Following a question from the audience regarding when the rate would be lifted for people who are currently not working, the member for Goldstein in Melbourne’s south-eastern suburbs argued that it does not exist to act as a sustainable income for the unemployed.
“You can live off it, but it is very, very difficult, and no one’s pretending otherwise,” Wilson said.
“Very much the focus of Newstart is that people don’t end up there. The social safety net is supposed to be a trampoline, and not supposed to be a hammock, where people get used to it, and accommodated to it.”
Wilson went on to say that the ability to allocate more money for people living off Newstart was a challenge, and that he was not sure if there would be funding allocated in tonight’s Federal Budget to ease the pressure.
“Of course, the people who are on it are always going to want more money, but the reality is that money has to be taken from somebody else.”
Wilson was quick to point out that the government has been making other efforts to assist the unemployed, such as creating more employment opportunities for those in need, therefore reducing the reliance on the Newstart payment.
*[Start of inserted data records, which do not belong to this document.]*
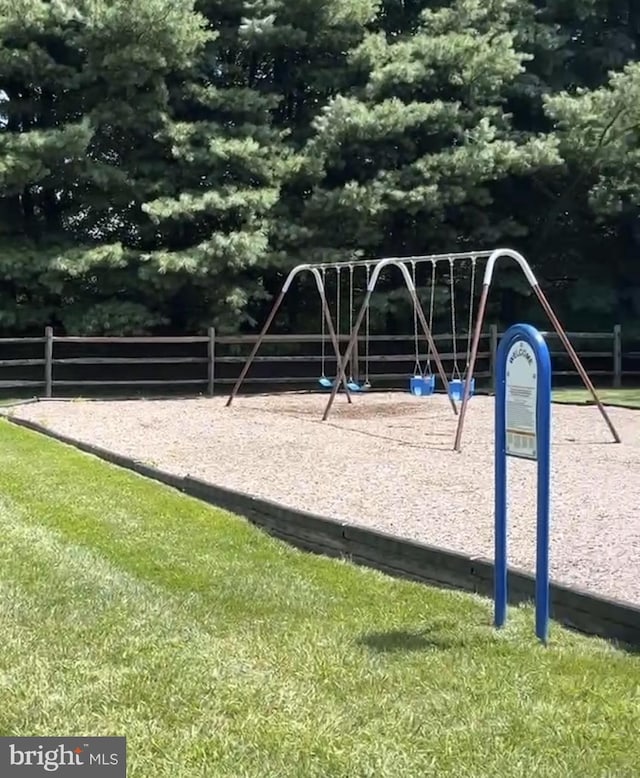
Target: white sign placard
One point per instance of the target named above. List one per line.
(521, 399)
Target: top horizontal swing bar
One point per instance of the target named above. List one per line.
(417, 259)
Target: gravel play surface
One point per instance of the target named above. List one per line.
(386, 462)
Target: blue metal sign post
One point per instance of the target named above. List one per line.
(523, 430)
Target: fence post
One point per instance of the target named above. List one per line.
(48, 361)
(617, 356)
(211, 361)
(493, 336)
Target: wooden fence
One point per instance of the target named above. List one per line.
(51, 366)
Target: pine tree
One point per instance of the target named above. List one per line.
(84, 91)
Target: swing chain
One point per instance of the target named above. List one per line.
(351, 318)
(366, 333)
(431, 310)
(471, 306)
(322, 324)
(454, 335)
(417, 368)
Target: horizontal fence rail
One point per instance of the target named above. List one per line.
(53, 365)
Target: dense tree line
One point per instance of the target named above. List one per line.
(163, 163)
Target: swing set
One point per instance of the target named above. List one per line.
(461, 386)
(352, 384)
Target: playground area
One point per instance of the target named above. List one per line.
(386, 462)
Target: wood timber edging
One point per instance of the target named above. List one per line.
(574, 608)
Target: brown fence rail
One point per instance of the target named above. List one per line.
(51, 365)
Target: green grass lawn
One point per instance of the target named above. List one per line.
(128, 609)
(629, 397)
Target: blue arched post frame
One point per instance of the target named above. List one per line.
(531, 336)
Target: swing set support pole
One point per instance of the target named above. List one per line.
(482, 305)
(358, 323)
(546, 306)
(272, 314)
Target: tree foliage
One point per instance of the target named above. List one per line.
(162, 164)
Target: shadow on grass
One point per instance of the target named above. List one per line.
(432, 638)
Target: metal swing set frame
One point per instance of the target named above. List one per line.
(376, 267)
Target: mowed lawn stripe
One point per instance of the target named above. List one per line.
(127, 608)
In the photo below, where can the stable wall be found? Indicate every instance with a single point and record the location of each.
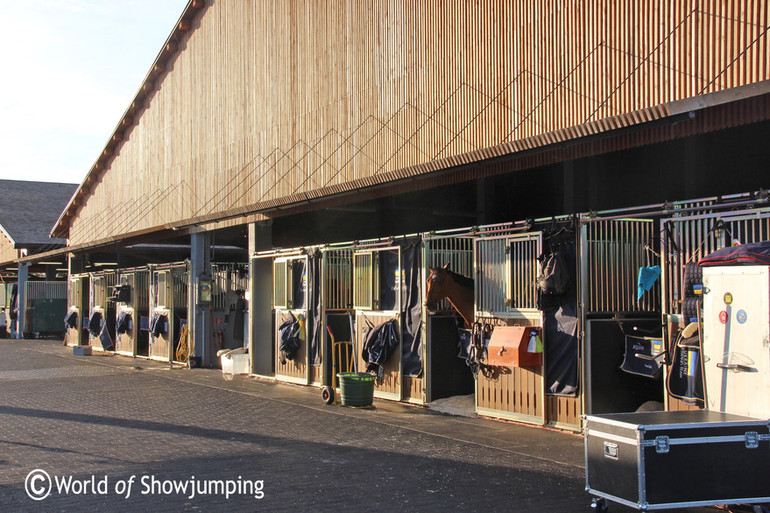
(270, 103)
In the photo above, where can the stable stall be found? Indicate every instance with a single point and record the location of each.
(447, 373)
(387, 298)
(132, 300)
(296, 349)
(76, 319)
(624, 346)
(168, 331)
(689, 231)
(101, 316)
(508, 337)
(337, 327)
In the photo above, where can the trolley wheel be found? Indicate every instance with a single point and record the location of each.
(327, 394)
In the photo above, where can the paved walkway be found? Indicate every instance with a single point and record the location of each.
(134, 435)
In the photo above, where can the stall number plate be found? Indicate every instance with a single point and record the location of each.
(611, 450)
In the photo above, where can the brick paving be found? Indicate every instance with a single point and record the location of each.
(110, 419)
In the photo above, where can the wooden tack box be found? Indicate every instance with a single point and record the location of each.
(662, 460)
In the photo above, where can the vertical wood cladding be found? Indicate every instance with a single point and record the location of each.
(270, 99)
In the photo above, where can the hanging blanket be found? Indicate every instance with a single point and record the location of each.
(380, 343)
(158, 325)
(106, 339)
(71, 320)
(123, 322)
(291, 338)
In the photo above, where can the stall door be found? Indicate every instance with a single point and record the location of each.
(291, 300)
(507, 270)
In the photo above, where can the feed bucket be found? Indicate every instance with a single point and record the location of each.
(356, 388)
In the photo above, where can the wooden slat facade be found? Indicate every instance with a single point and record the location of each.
(269, 102)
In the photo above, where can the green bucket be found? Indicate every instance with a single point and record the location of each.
(356, 388)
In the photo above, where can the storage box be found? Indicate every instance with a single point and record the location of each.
(515, 346)
(81, 350)
(235, 363)
(662, 460)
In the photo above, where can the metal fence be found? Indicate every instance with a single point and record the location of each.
(613, 251)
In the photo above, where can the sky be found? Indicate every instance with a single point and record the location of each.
(70, 70)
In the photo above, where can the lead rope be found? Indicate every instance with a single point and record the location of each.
(479, 334)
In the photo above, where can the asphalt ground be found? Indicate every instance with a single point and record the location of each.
(112, 433)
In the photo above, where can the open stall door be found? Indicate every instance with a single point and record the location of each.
(447, 374)
(132, 299)
(261, 321)
(623, 348)
(506, 273)
(377, 301)
(168, 306)
(101, 320)
(228, 302)
(291, 301)
(338, 327)
(45, 306)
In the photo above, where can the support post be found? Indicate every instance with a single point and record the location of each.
(261, 343)
(20, 301)
(199, 305)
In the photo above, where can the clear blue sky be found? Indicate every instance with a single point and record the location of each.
(70, 70)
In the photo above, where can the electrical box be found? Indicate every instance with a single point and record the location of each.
(204, 291)
(121, 293)
(515, 346)
(736, 345)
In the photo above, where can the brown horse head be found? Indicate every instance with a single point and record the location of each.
(436, 286)
(443, 283)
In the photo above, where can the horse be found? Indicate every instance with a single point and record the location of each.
(458, 289)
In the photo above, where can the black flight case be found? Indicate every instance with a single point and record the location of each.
(677, 459)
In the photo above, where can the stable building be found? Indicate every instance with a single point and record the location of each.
(344, 135)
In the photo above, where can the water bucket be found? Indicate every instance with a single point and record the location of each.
(356, 388)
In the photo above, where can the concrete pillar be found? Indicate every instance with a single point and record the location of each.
(21, 282)
(260, 299)
(199, 314)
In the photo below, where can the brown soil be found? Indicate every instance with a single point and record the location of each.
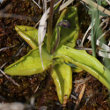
(41, 87)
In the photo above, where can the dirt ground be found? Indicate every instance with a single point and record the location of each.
(40, 88)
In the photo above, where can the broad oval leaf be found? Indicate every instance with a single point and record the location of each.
(85, 61)
(29, 34)
(30, 64)
(68, 35)
(62, 76)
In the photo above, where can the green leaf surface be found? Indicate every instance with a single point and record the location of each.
(68, 35)
(29, 34)
(30, 64)
(62, 76)
(85, 61)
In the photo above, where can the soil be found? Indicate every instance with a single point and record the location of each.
(41, 86)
“The government has been delivering 1100 jobs a day to try and provide, not that safety net as a hammock, but a safety net as a trampoline, so that people can stand on their own two feet and be able to live off Newstart.”
The current rate for single people with no dependent is $545.80 fortnightly, equating to $38.90 per day.
The topic was raised after Federal MP Julie Banks declared last week that she could live off the $40 per day allowance.
The Q&A audience member who raised the question, Tiarne Crowther, described the payment as “seemingly impossible” to live on due to the lack of affordable rentals available for people on the Newstart Allowance.
Her opinion was supported by Shadow Minister for Human Services, Linda Burney, who argued that everyday expenses such as groceries, rent and utilities make living off the payment “almost impossible”.
“I could not live off $40 a day, and anyone who says that they can comfortably, they are living in a bubble.”